Calcium-sensing receptor attenuates AVP-induced aquaporin-2 expression via a calmodulin-dependent mechanism

Recent evidence suggests that arginine vasopressin (AVP)-dependent aquaporin-2 expression is modulated by the extracellular calcium-sensing receptor (CaSR) in principal cells of the collecting duct, but the signaling pathways mediating this effect are unknown. Using a mouse cortical collecting duct cell line (mpkCCD(cl4)), we found that increasing the concentration of apical extracellular calcium or treating with the CaSR agonists neomycin or Gd3+ attenuated AVP-dependent accumulation of aquaporin-2 mRNA and protein; CaSR gene-silencing prevented this effect.
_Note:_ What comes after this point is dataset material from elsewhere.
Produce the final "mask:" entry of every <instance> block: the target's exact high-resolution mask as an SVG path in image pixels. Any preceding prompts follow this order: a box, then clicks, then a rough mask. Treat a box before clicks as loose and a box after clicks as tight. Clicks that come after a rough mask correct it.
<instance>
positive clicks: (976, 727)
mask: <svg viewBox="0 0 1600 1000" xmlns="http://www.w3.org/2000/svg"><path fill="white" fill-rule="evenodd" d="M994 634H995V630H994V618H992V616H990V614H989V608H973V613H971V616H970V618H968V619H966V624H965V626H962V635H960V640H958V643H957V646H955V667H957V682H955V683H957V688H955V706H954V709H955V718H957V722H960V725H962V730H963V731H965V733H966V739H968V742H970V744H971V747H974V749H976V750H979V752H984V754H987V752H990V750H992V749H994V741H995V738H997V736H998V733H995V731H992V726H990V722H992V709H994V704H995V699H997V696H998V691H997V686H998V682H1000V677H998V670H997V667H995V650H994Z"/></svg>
Calcium reduced the AVP-induced accumulation of cAMP, but this did not occur by increased degradation of cAMP by phosphodiesterases or by direct inhibition of adenylate cyclase. Notably, the effect of extracellular calcium on AVP-dependent aquaporin-2 expression was prevented by inhibition of calmodulin. In summary, our results show that high concentrations of extracellular calcium attenuate AVP-incluced aquaporin-2 expression by activating the CaSR and reducing coupling efficiency between V-2 receptor and adenylate cyclase via a calmodulin-dependent mechanism in cultured cortical collecting duct cells.